So, let's roll the dice and select.... "Neal's ridiculous threat" as the subject for today!

Neal, as you may remember, has some issues with language, but is pretty tame overall. However, he seems to have picked up some funny new things. Here's a sampling:
  • "Hey Pat! Fuck you Pat!" - I've only heard this once. It was out of nowhere and hasn't resurfaced since.
  • "Fart... Fart... Fart..." - Said quietly under his breath. No explanation for this one.
  • "I'm gonna scratch your eyes out!" - Said to me very quietly. I heard it clearly, asked him to repeat it to see what he would do, and he responded very loudly with "I didn't say anything." He grinned at me for about the next half hour.
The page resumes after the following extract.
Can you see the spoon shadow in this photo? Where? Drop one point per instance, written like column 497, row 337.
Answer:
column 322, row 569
I kept my distance the rest of the day. Apparently he's been known to throw things at people in the past, and as far as I'm concerned, it's not a far leap to scratching from there.
  • "You piss me off!" - After he got in trouble for saying this to someone, he began to substitute similar sounding words just to see what he could get away with. "You prince me off!" and "That principals me off!" are two examples of the more creative things he came up with.
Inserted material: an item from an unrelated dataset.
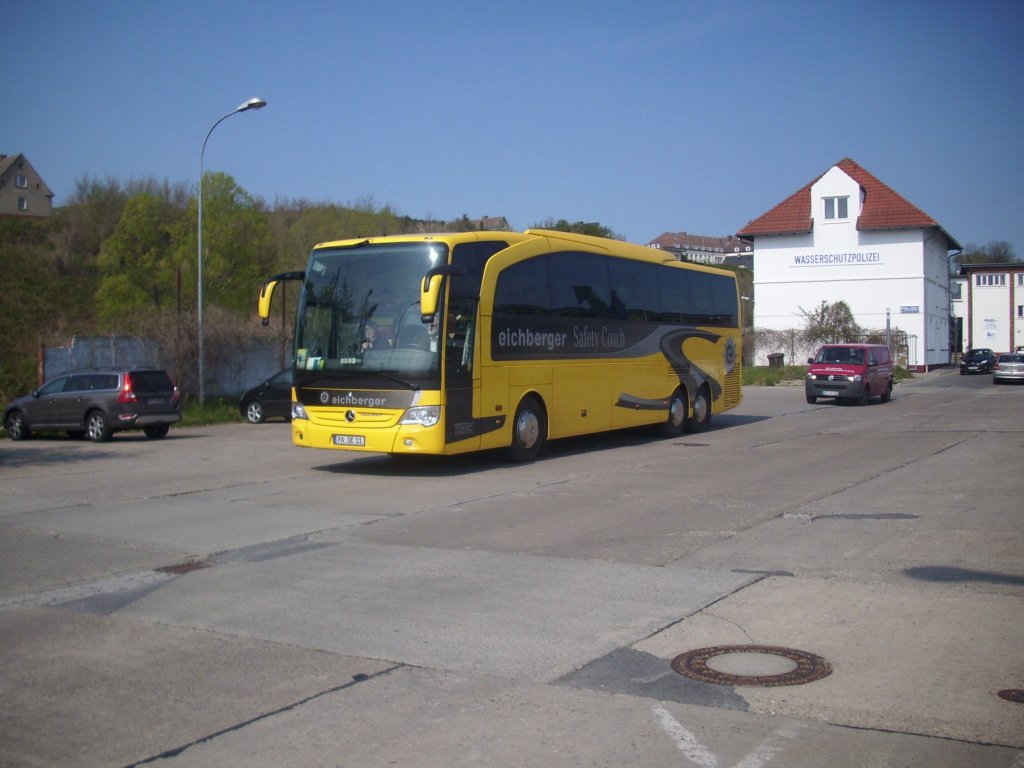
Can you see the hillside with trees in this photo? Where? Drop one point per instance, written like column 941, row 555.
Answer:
column 121, row 259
  • "Hey Pat! I did it with a cat!" - Ummm ... yeah... SOMEONE must've taught him to say that one.
 So yeah... There were more but I can't even remember most of them now. He seems to purposely try to say things in a way so that we just catch enough of it to get an inkling of what he said, but we can't be sure half the time.

Anyhow, I'll be back with more (for real this time) soon. As you can see, there's quite a backlog, and there's something new every day. I'll have to mix new with old until I'm finally caught up.